– Помните, вы написали в дневнике, – сказал он, – что неважно, друг я или враг, так как я единственный человек, кто понимает вас и с кем вы могли бы поговорить? Вы правы. Я получаю удовольствие от беседы с вами. Меня привлекает ваш разум. Он напоминает мне мой собственный за исключением того, что вы сошли с ума. Прежде чем мы закончим разговор, вы можете задать мне несколько вопросов, если хотите.
– Любых вопросов?
– Любых. – Он увидел, что Уинстон смотрел на шкалу-циферблат. – Аппарат выключен. Итак, какой ваш первый вопрос?
– Что вы сделали с Джулией? – спросил Уинстон.
О’Брайен снова улыбнулся:
– Она предала вас, Уинстон. Сразу же и безоговорочно. Я редко видел, чтобы люди так быстро сдавались. Вы едва бы узнали ее, если бы увидели. Все ее бунтарство, весь обман, вся глупость и грязномыслие – все выжжено из нее. Идеальная переделка, прямо пример для учебников.
– Вы пытали ее?
О’Брайен уклонился от ответа.
– Следующий вопрос, – произнес он.
– Большой Брат существует?
– Конечно, он существует. Партия существует. Большой Брат – воплощение Партии.

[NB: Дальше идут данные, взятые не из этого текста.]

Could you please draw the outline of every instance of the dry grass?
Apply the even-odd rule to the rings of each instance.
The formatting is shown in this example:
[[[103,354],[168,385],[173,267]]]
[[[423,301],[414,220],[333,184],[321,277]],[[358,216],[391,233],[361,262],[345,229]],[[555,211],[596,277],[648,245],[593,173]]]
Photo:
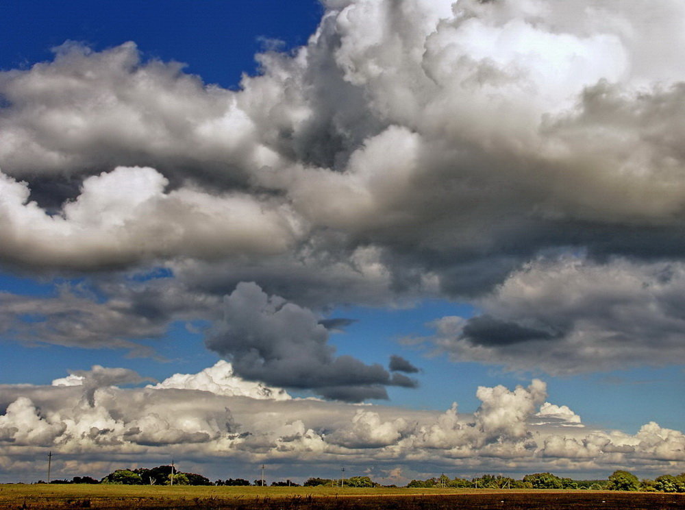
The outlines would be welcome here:
[[[0,485],[0,509],[682,510],[685,495],[593,491]]]

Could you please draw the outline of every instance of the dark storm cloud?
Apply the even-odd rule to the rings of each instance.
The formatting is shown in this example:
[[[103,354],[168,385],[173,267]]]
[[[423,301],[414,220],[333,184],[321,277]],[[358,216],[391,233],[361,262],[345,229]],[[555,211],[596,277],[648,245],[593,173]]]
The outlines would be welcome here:
[[[420,372],[408,360],[397,354],[390,355],[388,368],[390,368],[390,372],[403,372],[406,374],[417,374]]]
[[[345,319],[342,317],[338,317],[334,319],[322,319],[319,321],[319,324],[329,331],[339,331],[344,330],[348,326],[351,326],[357,320],[356,319]]]
[[[541,259],[479,300],[486,315],[443,317],[422,339],[455,359],[551,374],[668,365],[685,356],[684,295],[682,263]]]
[[[217,297],[256,282],[317,313],[425,296],[482,302],[487,317],[443,323],[456,328],[451,345],[467,357],[535,366],[530,344],[544,341],[543,365],[555,369],[574,359],[555,350],[567,354],[582,334],[629,346],[612,351],[619,365],[669,362],[636,347],[638,330],[651,338],[662,329],[680,345],[674,313],[664,319],[665,298],[641,313],[652,331],[597,316],[621,308],[620,292],[600,307],[582,296],[573,310],[552,307],[554,316],[493,303],[540,257],[580,254],[610,272],[615,260],[632,260],[622,270],[634,276],[664,259],[680,263],[685,7],[452,4],[327,2],[306,45],[259,56],[261,74],[238,90],[146,60],[132,42],[99,52],[67,43],[50,62],[2,72],[0,260],[97,278],[167,265],[178,289],[206,300],[202,311],[183,299],[128,296],[105,328],[110,343],[158,336],[178,317],[216,320]],[[112,288],[110,301],[125,293]],[[68,314],[62,325],[52,314],[42,323],[56,328],[45,330],[12,313],[8,330],[34,328],[65,345],[103,341],[95,332],[68,339],[68,324],[92,312]],[[321,319],[301,332],[316,346],[304,359],[334,379],[349,369],[354,380],[331,387],[318,369],[300,374],[283,354],[286,344],[301,348],[287,334],[280,342],[262,331],[253,335],[269,339],[259,349],[242,345],[231,328],[251,333],[238,319],[218,326],[208,345],[253,378],[368,385],[376,396],[392,383],[384,369],[321,347]],[[96,332],[99,321],[91,321],[86,330]]]
[[[391,377],[379,365],[336,356],[316,314],[269,297],[254,283],[239,284],[224,299],[223,312],[207,346],[227,357],[241,377],[353,402],[387,398],[387,385],[416,385],[399,374]]]
[[[466,321],[460,338],[475,344],[497,346],[531,340],[549,340],[558,336],[549,331],[500,320],[490,315],[480,315]]]

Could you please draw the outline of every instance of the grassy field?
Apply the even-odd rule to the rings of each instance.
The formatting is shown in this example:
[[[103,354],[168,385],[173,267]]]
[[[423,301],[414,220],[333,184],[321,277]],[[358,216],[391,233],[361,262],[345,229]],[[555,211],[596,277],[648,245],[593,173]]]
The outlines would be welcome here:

– Он существует в том же виде, как и я?
– Вы не существуете, – ответил О’Брайен.
И снова Уинстона охватило чувство беспомощности. Он знал, или мог себе представить, доводы, доказывающие его собственное несуществование; но все это было ерундой – просто игра слов. Разве заявление: «Вы не существуете», – не является логически абсурдным? Но тогда зачем его произносить? Его мозг сжимался, когда он думал о тех железных, безумных аргументах, которыми его сокрушит О’Брайен.

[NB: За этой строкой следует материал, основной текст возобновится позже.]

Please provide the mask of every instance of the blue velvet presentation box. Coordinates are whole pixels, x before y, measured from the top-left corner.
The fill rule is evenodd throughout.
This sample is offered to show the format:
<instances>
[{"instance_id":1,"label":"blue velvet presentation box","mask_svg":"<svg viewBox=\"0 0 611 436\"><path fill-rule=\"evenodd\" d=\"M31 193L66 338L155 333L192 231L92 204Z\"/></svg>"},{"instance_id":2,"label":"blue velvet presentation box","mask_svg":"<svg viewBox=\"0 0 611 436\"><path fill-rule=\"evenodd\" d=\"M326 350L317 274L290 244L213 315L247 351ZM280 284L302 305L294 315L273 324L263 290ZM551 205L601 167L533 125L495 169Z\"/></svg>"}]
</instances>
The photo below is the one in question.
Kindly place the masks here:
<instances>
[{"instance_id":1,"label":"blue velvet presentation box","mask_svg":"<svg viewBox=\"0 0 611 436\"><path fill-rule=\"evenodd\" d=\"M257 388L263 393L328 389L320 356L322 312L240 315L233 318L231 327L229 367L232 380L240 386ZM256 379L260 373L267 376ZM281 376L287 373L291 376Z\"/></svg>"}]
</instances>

– Я думаю, что я существую, – неуверенно сказал он. – Я сознаю собственную идентичность. Я родился и умру. У меня есть руки и ноги. Я занимаю определенную точку в пространстве. И ни один материальный объект не может одновременно со мной занимать эту точку. В этом смысле существует Большой Брат?

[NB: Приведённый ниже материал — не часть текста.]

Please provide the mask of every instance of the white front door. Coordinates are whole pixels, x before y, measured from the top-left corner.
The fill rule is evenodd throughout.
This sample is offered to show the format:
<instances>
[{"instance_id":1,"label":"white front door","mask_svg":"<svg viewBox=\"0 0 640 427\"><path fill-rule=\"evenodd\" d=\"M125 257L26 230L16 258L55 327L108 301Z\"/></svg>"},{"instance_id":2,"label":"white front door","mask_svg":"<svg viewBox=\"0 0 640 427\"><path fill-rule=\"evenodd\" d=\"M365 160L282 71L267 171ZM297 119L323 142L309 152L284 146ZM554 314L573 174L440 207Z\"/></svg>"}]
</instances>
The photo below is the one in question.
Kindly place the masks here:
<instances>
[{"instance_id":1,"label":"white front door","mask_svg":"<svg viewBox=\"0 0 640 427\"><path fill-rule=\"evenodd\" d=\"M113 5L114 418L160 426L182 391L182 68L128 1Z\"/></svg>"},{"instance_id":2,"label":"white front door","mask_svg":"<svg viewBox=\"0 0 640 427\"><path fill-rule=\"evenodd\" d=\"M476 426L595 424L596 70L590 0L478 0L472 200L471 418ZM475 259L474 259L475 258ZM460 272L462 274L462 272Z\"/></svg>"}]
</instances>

– Это неважно. Он существует.
– Большой Брат когда-нибудь умрет?
– Конечно, нет. Как он может умереть? Следующий вопрос.
– Братство существует?
– Этого, Уинстон, вы никогда не узнаете. Если даже мы решим отпустить вас, когда закончим с вами работать, и если даже вы доживете до девяноста лет, вы никогда не узнаете, будет ответом на этот вопрос «да» или «нет». Пока вы живы, вам никогда не разгадать эту загадку.
Уинстон лежал молча. Его грудь начала подниматься и опускаться чуточку быстрее. Он так и не задал вопроса, который первым пришел ему на ум. Он хотел спросить, а язык будто не поворачивался. По лицу О’Брайена проскользнуло нечто вроде удивления. Даже его очки, казалось, иронично заблестели. Он знает, вдруг подумал Уинстон, он знает, что я собираюсь спросить! И при этой мысли слова буквально вырвались из него:
– А что такое комната 101?
Выражение лица О’Брайена не изменилось. Он сухо ответил:
– Вы знаете, что такое комната 101, Уинстон. Все знают, что такое комната 101.
Он поднял палец, сделав знак человеку в белой куртке. Сеанс явно подошел к концу. Игла вонзилась в руку Уинстона. И он почти сразу же погрузился в глубокий сон.
Глава 3
– Ваше выздоровление состоит из трех стадий, – сказал О’Брайен. – Обучение, затем понимание, а потом принятие. Вам пора переходить ко второй стадии.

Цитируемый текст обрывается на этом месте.